Вскоре каратели ушли из района. На марше они попали в партизанскую засаду и понесли большие потери.

Врачи ни на минуту не забывали о своих товарищах в лагере. Матюха, оставшийся за старшего в санчасти, и Мильцман продолжали устраивать побеги военнопленных, а потом под предлогом посещения аптеки бежали и сами.

Все тревожнее становились сводки Совинформбюро, все тяжелее было у Беляева на сердце: он, опытный хирург, так нужный сейчас в бою, на переднем крае, стал настойчиво проситься в отряд. Но ему дали задание — всячески препятствовать отправке мужчин в Германию. А потом эти люди уходили в партизанские отряды.

Беляев бдительно следил, чтобы в отряд не проникли немецкие агенты. Не раз немцы пытались это сделать, но не удалось. Однажды на приеме незнакомый мужчина, назвавшийся Яворским, стал расспрашивать доктора, не знает ли он, как установить связь с партизанами. Он, мол, много натерпелся от немцев. Но «больной» вызвал подозрения. Беляев тут же сообщил в отряд об этом. И вскоре немецкий агент был разоблачен.

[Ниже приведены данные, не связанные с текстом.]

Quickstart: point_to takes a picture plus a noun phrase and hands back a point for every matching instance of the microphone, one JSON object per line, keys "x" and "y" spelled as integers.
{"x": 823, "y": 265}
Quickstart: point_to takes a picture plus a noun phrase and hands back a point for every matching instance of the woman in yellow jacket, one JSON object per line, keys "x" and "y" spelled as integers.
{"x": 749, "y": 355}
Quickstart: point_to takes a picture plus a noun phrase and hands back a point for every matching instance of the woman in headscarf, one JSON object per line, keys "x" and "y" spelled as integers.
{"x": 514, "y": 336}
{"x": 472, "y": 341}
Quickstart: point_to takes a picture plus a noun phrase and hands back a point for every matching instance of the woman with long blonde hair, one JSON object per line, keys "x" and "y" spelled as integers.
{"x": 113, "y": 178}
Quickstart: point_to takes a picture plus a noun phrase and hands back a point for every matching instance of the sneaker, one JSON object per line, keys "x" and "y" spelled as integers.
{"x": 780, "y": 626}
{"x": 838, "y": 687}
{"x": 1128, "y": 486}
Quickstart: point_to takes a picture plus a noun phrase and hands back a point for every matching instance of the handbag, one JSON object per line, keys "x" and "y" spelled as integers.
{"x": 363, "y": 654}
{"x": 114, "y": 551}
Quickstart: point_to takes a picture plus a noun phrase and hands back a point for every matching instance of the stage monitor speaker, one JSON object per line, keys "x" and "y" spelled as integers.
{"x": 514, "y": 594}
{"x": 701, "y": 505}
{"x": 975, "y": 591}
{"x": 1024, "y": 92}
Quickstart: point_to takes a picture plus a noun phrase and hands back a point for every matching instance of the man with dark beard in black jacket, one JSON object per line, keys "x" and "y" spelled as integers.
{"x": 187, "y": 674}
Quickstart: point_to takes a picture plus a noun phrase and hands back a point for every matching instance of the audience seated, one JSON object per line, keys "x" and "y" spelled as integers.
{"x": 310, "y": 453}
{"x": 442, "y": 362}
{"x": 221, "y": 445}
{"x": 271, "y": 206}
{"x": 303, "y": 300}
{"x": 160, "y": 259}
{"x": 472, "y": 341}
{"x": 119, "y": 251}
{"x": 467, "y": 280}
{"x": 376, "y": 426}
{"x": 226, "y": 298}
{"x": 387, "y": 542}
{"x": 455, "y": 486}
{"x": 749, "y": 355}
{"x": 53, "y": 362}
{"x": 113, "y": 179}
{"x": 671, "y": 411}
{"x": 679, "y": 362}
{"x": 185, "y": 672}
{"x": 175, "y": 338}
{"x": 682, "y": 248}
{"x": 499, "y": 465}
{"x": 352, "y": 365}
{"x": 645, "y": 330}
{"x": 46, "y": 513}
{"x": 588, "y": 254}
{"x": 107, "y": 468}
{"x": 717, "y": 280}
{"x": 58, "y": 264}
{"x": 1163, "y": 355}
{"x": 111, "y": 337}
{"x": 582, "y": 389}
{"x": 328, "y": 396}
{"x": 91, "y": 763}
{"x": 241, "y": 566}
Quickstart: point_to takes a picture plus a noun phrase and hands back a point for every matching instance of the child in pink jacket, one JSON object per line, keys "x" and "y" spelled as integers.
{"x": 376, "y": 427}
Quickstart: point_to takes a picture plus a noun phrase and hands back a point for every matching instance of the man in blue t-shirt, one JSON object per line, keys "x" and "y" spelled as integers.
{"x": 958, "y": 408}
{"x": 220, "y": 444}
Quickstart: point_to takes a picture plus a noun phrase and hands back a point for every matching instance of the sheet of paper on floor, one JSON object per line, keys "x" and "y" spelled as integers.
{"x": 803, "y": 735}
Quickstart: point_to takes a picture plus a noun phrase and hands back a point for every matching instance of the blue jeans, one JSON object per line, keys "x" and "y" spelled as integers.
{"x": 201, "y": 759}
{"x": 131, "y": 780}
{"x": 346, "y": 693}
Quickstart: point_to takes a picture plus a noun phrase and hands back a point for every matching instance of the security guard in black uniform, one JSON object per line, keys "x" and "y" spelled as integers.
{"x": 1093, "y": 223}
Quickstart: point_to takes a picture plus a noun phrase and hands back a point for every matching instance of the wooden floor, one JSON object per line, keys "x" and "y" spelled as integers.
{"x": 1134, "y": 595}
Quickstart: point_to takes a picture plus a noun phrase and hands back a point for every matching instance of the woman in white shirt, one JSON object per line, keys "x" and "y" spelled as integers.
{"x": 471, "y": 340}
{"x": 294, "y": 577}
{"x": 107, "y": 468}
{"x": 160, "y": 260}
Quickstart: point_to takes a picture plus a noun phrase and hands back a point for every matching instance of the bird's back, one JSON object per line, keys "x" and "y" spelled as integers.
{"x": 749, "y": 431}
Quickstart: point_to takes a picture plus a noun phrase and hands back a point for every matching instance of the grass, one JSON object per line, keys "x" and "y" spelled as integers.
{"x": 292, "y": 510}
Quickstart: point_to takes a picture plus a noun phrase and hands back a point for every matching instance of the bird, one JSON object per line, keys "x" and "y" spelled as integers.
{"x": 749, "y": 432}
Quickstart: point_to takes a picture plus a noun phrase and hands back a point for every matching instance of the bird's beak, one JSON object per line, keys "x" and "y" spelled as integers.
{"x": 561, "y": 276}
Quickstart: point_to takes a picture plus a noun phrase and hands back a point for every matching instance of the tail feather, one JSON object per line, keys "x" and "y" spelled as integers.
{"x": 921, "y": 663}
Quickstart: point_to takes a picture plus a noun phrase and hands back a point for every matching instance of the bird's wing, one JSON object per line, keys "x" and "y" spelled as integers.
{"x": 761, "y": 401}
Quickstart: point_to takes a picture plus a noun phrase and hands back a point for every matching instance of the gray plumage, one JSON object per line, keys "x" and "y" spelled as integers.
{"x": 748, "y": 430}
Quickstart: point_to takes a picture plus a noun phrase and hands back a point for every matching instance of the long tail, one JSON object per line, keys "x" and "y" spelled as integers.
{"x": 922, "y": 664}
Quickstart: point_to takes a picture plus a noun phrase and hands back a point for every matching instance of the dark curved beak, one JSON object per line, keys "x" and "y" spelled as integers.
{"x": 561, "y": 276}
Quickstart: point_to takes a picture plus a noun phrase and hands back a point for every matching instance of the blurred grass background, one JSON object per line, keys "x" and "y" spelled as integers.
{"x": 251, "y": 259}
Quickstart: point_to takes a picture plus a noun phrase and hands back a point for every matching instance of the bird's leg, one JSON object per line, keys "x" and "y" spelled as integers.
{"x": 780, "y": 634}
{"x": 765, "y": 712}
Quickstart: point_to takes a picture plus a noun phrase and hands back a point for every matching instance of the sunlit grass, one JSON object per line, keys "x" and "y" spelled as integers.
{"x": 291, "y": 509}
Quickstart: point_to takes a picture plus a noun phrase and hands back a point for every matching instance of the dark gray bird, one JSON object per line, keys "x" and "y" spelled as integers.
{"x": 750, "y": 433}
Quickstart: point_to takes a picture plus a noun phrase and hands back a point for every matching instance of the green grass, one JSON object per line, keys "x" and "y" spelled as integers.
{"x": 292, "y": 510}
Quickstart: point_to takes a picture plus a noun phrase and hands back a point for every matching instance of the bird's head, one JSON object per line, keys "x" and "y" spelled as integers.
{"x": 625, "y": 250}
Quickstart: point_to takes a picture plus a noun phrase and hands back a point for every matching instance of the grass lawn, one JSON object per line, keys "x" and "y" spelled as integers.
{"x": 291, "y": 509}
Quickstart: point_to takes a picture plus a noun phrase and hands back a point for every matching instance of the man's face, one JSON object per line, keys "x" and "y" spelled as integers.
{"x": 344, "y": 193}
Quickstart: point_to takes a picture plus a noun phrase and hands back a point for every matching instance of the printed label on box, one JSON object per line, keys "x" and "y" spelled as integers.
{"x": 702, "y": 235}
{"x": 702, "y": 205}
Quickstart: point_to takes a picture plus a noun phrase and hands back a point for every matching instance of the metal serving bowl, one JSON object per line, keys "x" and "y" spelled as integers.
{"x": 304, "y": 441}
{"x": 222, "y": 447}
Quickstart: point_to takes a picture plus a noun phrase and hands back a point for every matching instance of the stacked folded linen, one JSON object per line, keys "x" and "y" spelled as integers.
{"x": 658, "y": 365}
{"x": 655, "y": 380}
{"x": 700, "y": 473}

Наконец Беляев получил разрешение уйти в отряд. Он запасся распоряжением коменданта открыть медпункт в Дерновичах. И вот рано утром, захватив медикаменты и инструмент, Беляев с двумя партизанами перебрались через речку и ушли в лес.

Партизаны вели бои с немцами и привозили немало раненых. Оперировать их приходилось в очень сложных условиях. Но другого выхода не было, и Беляев шел на риск, чтобы спасти людей. И спасал!

В августе из Центра поступил приказ направить врачей-хирургов на Большую землю. Беляев уходил с большой группой. Через линию фронта шли «окруженцы», шли мужчины призывного возраста из местного населения, чтобы влиться в ряды армии.

Врачом в отряде остался Константин Шадурский, после войны — известный профессор.

После перехода линии фронта Беляева назначили ведущим хирургом полевого госпиталя танковой армии. Во время боев на Курской дуге он был отмечен орденом Отечественной войны. Осенью 1943 года получил тяжелую контузию. На лечение направили его в Кемерово. После излечения — опять хирургом, главным врачом областной больницы. И так тринадцать лет, как один день: операции, операции…

Но не выдержало сердце, на несколько месяцев свалил тяжелый инфаркт. Врачи настоятельно рекомендовали отдых, а он без работы не мог, остался доцентом на кафедре хирургии. Занятия вел с удовольствием. Нравились они и студентам — учителю было что показать, ученикам — чему поучиться.

В архиве Степана Васильевича есть блокнот, который называют «голубым». Но со временем он пожелтел. На обложке написано: «Беляев С. В.» Немало в нем глубоких мыслей. Вот одна запись, приоткрывающая его внутренний мир:

«Наивысшее удовлетворение человеку приносят плоды его труда. Работа с любовью, охотой, интересом доставляет радость, такая работа не скучная. Одержимые полезной созидательной страстью движут человечество вперед. И след после себя оставляют. А какая у тебя страсть и что ты сделал?.. Человек без страсти похож на печь без огня: и сама холодна, и других не греет. И заводится нечисть… Кто сам горит, он и других зажигает».

* * *

Идут годы, вот уж и 50-летие Победы. Рядом с нами все меньше тех, кто добывал ее на поле боя. Наступит время, когда уйдет последний из участников Великой Отечественной. Но останется память.